À présent, plusieurs douzaines de labos et de centres de recherche étaient impatients de lui montrer les résultats des travaux qu’ils avaient engagés pour confirmer ses spéculations. Soucieuse de préserver sa tranquillité d’esprit, elle décida de répondre aux invitations émanant des facultés, des centres et des labos qui l’avaient encouragée ces dernières années – en particulier le centre de recherche Cari Rose, sis à Cambridge, dans le Massachusetts.

Le centre Rose, situé au cœur d’une épaisse forêt de pins plantée dans les années 50 sur une surface de plusieurs centaines d’ares, occupait un bâtiment cubique surélevé sur l’une de ses faces. Deux niveaux de labos étaient aménagés au sous-sol, en dessous et à l’est du cube surélevé. Financé en grande partie par un don des Van Buskirk, une famille de millionnaires bostoniens, le centre Rose œuvrait depuis trente ans dans le domaine de la biologie moléculaire.

Trois de ses chercheurs avaient reçu des bourses du projet « Génome humain » – une gigantesque entreprise multilatérale dont l’objectif était le séquençage et la compréhension du patrimoine génétique humain dans sa totalité – pour analyser des fragments de gènes archaïques présents dans les introns, les fractions non codantes des gènes humains. La responsable de ce projet n’était autre que Judith Kushner, la directrice de thèse que Kaye avait eue à Stanford.

Mesurant un peu plus d’un mètre soixante, Judith Kushner avait des cheveux bouclés poivre et sel, un visage rond et rêveur qui semblait toujours sur le point de sourire et de petits yeux noirs légèrement globuleux. Elle jouissait à l’échelle internationale d’une réputation de magicienne, due à sa capacité à concevoir des expériences et à tirer tout le parti de son équipement – en d’autres termes, elle n’avait pas son pareil pour accomplir ces expériences reproductibles nécessaires au fonctionnement de la science.

Si elle passait désormais le plus clair de son temps à remplir de la paperasse et à orienter les étudiants et les thésards, c’était tout simplement parce que ainsi le voulait la science moderne.

Fiona Bierce, l’assistante et secrétaire de Kushner, une jeune fille rousse maigre à faire peur, guida Kaye dans le labyrinthe de labos jusqu’à une cabine d’ascenseur.
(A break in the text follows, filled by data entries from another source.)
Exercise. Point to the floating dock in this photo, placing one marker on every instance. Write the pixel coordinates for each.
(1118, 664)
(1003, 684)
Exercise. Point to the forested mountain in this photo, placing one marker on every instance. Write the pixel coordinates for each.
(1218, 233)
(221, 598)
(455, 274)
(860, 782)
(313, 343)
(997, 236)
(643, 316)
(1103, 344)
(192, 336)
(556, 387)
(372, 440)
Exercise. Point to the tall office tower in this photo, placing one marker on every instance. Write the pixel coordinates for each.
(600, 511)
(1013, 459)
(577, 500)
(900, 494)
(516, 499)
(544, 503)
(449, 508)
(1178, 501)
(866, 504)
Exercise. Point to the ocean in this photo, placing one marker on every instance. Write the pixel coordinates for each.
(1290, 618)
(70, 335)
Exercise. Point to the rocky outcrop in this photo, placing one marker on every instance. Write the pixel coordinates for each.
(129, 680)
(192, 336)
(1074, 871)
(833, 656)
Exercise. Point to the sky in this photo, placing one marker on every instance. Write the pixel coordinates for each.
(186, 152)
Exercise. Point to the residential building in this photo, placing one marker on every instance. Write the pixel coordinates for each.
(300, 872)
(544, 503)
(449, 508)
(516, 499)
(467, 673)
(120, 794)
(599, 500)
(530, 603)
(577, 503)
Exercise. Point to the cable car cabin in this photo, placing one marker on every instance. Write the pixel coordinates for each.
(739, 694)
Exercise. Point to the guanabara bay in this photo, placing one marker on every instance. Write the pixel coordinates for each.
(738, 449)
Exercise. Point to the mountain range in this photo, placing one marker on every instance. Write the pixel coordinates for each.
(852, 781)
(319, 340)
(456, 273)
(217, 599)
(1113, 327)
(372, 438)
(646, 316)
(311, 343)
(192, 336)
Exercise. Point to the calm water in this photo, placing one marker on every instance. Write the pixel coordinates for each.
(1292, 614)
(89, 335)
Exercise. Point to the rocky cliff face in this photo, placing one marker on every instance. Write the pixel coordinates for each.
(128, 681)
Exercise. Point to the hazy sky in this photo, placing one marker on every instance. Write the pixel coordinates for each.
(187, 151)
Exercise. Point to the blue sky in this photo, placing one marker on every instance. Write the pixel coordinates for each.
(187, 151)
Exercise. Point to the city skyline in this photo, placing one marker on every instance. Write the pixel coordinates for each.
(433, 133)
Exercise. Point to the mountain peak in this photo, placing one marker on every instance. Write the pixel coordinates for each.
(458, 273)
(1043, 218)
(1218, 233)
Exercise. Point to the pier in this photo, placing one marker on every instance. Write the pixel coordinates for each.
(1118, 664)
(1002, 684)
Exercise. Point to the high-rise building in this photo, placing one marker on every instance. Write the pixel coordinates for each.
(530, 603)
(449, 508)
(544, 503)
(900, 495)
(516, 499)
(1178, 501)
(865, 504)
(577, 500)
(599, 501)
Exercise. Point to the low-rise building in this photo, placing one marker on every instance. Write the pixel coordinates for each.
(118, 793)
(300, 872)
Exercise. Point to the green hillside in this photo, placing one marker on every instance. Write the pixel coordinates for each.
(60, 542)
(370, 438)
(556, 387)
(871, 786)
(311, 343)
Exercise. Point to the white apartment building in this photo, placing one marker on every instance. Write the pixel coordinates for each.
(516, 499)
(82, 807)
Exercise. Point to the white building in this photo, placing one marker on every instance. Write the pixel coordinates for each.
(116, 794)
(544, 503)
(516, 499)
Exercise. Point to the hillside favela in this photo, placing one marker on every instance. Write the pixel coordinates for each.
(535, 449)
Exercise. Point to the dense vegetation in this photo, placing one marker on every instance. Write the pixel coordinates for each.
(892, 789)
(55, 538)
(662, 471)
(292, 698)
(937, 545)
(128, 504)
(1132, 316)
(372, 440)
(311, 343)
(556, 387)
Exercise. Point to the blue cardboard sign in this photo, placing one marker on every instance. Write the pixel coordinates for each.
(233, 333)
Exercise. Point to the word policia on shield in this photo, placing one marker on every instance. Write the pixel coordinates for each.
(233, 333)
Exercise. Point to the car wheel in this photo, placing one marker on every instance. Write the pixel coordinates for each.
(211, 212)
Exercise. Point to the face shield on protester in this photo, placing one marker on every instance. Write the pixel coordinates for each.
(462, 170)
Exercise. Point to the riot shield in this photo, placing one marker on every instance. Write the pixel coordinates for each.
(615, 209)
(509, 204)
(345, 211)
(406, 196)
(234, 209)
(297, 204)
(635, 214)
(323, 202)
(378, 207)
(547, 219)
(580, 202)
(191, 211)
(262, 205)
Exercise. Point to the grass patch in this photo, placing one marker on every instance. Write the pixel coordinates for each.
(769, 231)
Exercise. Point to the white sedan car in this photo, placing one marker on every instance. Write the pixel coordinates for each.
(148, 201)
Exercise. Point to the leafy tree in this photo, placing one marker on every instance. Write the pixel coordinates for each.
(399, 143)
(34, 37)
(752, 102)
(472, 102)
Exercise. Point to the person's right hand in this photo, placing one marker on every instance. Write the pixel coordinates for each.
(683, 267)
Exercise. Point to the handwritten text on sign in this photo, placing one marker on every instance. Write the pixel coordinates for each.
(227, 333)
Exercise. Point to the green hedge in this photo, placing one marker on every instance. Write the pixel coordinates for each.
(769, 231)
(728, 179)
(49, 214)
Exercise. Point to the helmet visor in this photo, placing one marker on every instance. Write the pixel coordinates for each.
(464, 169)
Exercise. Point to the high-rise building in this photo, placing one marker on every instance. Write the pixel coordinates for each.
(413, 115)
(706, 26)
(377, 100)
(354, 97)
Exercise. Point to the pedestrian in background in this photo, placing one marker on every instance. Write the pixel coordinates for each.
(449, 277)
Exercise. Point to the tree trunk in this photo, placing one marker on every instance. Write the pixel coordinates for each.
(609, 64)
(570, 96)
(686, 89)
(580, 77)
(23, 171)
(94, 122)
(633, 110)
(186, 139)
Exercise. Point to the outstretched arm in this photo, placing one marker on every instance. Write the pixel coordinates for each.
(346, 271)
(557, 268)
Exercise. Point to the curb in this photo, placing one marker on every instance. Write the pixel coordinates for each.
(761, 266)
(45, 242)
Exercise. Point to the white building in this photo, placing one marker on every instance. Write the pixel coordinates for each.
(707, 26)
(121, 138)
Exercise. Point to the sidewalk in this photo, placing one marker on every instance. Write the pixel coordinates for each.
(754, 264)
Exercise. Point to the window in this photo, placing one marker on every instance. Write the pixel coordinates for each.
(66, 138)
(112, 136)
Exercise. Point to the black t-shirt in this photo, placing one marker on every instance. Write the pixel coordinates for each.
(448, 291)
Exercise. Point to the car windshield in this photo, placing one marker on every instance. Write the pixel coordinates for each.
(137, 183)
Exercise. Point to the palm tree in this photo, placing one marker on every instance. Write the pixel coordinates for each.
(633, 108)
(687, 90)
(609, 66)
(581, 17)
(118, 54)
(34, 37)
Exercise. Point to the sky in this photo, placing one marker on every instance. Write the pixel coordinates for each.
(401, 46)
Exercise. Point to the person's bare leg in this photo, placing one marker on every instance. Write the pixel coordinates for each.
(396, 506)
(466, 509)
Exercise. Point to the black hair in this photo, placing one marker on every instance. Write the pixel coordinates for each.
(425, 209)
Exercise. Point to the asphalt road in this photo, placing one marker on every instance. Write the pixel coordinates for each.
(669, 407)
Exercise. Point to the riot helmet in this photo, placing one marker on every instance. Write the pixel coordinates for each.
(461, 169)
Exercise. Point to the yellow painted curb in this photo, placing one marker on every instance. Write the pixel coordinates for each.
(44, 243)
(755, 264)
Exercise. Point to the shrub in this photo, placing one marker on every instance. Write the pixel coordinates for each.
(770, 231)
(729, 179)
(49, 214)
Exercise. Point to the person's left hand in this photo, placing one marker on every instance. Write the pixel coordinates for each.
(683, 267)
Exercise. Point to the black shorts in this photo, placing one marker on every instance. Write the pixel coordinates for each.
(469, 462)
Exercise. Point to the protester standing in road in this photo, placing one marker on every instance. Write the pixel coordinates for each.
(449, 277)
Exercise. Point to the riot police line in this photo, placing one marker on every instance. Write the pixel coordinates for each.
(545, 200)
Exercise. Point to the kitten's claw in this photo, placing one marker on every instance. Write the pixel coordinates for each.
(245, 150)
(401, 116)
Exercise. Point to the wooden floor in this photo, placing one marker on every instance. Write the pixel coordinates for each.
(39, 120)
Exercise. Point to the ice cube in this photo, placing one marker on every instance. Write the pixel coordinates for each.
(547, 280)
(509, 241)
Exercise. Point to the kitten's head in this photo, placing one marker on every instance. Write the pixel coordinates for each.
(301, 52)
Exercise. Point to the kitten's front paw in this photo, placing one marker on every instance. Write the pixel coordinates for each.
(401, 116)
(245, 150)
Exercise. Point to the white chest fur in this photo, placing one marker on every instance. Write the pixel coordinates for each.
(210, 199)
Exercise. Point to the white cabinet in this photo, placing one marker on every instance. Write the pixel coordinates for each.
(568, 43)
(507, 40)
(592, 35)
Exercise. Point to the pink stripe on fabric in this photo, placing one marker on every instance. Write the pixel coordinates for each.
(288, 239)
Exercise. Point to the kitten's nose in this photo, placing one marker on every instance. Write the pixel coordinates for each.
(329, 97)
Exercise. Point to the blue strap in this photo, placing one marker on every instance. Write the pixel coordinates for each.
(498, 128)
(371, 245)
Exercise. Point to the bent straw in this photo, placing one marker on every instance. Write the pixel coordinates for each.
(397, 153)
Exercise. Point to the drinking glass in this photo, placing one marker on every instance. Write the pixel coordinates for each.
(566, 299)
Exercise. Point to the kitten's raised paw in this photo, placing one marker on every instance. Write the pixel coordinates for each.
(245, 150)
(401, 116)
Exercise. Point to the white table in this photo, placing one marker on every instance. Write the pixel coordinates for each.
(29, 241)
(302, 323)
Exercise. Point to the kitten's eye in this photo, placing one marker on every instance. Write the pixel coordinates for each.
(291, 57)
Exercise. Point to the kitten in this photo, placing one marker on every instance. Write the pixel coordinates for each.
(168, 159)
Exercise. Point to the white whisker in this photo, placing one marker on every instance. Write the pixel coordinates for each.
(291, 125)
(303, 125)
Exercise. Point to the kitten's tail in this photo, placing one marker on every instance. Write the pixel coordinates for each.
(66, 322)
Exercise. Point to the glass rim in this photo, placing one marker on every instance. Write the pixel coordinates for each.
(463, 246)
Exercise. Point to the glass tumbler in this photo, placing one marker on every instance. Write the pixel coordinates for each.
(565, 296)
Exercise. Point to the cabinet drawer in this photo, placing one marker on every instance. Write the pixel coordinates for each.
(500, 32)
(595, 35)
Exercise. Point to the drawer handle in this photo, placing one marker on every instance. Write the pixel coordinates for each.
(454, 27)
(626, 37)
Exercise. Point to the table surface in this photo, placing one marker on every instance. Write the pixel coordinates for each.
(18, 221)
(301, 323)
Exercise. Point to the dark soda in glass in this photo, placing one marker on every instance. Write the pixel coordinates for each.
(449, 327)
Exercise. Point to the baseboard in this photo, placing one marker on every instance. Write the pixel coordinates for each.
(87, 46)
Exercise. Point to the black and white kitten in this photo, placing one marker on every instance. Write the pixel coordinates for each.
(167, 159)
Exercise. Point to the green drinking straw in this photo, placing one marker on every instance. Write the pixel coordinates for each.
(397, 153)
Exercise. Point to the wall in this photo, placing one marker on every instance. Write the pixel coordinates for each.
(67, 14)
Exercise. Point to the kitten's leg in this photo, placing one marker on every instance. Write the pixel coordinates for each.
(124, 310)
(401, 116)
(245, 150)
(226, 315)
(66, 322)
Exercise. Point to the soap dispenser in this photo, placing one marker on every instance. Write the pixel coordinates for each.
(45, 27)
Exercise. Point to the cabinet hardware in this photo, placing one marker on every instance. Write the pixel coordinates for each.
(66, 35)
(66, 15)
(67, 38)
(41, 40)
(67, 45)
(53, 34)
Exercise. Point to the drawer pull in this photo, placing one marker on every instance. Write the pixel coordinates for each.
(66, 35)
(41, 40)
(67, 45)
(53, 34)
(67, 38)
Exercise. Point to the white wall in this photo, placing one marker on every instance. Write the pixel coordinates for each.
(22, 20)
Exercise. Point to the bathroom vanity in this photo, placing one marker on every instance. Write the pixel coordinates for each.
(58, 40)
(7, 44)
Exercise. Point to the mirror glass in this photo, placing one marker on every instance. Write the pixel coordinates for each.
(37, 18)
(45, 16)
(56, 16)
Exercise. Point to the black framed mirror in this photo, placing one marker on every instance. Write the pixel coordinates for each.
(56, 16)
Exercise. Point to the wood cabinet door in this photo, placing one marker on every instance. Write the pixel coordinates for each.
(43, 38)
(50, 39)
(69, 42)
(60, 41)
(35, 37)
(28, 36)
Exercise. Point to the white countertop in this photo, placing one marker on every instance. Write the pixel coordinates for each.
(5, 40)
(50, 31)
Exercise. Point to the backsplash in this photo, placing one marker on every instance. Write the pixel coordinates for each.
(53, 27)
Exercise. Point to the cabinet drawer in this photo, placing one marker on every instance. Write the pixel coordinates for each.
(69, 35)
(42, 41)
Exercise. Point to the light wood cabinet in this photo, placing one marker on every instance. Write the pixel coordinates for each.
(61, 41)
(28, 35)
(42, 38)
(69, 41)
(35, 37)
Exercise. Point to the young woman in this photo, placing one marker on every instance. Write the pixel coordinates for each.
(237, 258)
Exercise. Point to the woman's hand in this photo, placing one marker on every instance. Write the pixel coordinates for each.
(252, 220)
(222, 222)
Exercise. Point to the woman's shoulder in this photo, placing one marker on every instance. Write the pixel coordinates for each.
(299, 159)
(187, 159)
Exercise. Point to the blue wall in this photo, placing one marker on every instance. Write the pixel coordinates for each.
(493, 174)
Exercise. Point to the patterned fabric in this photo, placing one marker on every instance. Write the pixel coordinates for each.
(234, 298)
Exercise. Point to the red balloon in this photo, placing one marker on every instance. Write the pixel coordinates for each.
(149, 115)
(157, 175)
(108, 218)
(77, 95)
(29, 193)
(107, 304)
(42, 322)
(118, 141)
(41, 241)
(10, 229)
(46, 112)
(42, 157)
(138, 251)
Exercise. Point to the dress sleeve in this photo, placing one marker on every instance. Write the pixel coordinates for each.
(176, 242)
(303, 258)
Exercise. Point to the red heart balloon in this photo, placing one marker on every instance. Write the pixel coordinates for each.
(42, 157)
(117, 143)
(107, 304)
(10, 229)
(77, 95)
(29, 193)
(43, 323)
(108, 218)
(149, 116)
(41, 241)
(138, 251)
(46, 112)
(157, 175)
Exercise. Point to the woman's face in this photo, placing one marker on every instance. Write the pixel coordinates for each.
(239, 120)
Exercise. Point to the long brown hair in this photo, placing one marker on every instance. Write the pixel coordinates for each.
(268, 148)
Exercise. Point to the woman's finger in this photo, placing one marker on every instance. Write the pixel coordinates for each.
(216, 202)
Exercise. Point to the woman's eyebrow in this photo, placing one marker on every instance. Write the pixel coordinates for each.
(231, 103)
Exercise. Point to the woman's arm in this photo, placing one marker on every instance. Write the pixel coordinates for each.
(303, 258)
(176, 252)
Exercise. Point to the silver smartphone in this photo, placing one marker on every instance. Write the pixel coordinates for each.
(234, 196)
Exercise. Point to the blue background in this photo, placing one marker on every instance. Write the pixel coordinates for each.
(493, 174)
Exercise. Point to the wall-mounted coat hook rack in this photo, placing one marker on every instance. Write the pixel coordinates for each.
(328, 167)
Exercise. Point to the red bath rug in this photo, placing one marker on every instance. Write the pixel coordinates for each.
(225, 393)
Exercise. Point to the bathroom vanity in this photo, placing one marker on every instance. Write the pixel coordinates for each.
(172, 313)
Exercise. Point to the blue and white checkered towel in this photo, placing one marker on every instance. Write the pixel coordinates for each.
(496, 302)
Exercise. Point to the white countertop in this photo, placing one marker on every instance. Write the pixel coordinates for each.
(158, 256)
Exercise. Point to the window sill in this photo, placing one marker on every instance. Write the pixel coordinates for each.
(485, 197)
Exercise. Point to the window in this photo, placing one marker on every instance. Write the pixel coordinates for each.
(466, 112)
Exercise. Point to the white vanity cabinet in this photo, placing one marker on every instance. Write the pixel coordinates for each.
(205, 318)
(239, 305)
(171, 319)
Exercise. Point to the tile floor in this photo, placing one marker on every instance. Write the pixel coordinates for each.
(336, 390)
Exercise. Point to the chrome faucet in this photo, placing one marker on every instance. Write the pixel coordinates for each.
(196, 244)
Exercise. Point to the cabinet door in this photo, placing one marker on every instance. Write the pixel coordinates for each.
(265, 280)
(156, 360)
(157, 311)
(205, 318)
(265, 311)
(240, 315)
Le bureau de Kushner se trouvait à l’entresol, au-dessus des labos souterrains ; ses murs de béton dépourvus de fenêtres étaient peints d’un beige clair agréable à l’œil. Les étagères étaient pleines de livres et de journaux reliés rangés avec soin. Quatre ordinateurs bourdonnaient doucement dans un coin, dont un super-ordinateur Sim Engine offert par Concepts Spirituels, une boîte de Seattle.

— Kaye Lang, je suis fière de vous !

Rayonnante, Kushner quitta son siège, ouvrit les bras et étreignit Kaye dès qu’elle entra dans la pièce. Poussant un petit cri, elle entraîna son ancienne étudiante dans un tour de valse, un sourire professoral aux lèvres.

— Alors, dites-moi, qui vous a appelée ? Lynn ? Le vieux en personne ?

— Lynn a téléphoné hier, répondit Kaye en rougissant.

Kushner joignit les mains et les leva au ciel, telle une boxeuse célébrant sa victoire.